Results show that Depth Pro achieves the best performance across all metrics, with the lowest Log10 and AbsRel errors and the highest F1 score, outperforming Marigold, Depth Anything v2, and DPT. The model's superior accuracy and boundary detection are attributed to its high native output resolution and optimized training approach.

The authors use a two-stage training curriculum for Depth Pro, with Stage 1 lasting 250 epochs and Stage 2 lasting 100 epochs, employing a learning rate schedule that includes a 1% warmup followed by 80% constant learning rate and a final 19% decay to 0.1 of the initial rate. The model is trained with a batch size of 128 using the Adam optimizer, and the decoder resolution is set to 1536×1536, while the image and patch encoders operate at 384×384.

The authors use a two-stage training curriculum to optimize depth estimation, with the first stage focusing on metric depth accuracy and the second on sharpening boundaries. Results show that their approach (3A) achieves the best average rank across datasets, outperforming single-stage and reversed-stage training methods in both metric depth and boundary accuracy.

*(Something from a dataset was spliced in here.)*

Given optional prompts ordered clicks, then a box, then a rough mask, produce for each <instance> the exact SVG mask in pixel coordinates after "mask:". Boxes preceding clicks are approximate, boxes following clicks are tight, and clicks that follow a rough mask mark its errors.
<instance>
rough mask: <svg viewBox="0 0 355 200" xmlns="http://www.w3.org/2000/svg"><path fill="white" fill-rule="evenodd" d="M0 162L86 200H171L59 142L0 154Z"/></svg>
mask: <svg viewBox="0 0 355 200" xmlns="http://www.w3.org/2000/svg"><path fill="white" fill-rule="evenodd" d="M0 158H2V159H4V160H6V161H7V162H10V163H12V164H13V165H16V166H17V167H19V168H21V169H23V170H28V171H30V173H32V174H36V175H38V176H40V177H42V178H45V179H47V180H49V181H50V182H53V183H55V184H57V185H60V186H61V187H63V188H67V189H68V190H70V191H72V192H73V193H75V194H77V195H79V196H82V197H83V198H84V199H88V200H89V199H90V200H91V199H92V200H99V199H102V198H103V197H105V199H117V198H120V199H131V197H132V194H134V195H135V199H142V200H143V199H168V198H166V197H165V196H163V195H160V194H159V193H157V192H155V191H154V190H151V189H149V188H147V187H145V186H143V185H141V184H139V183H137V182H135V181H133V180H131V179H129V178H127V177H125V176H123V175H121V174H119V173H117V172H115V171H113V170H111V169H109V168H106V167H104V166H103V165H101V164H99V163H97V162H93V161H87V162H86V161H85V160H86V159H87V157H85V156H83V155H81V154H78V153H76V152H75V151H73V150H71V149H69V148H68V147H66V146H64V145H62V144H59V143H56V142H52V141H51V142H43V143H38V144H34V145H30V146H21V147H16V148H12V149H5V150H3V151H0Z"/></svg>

Results show that Depth Pro achieves the highest metric depth accuracy across all datasets, with the best scores in NYUv2 and iBims, while also outperforming all baselines in boundary accuracy, particularly in iBims F1 and DIS R metrics. The model maintains competitive latency, processing images in 341 ms, and demonstrates superior performance compared to other vision transformer-based methods.

Results show that Depth Pro achieves the best average rank across all datasets, outperforming all baselines in zero-shot metric depth estimation. It consistently scores among the top approaches per dataset, with particularly strong performance on Middlebury and Sun-RGBD, where it achieves the highest individual scores.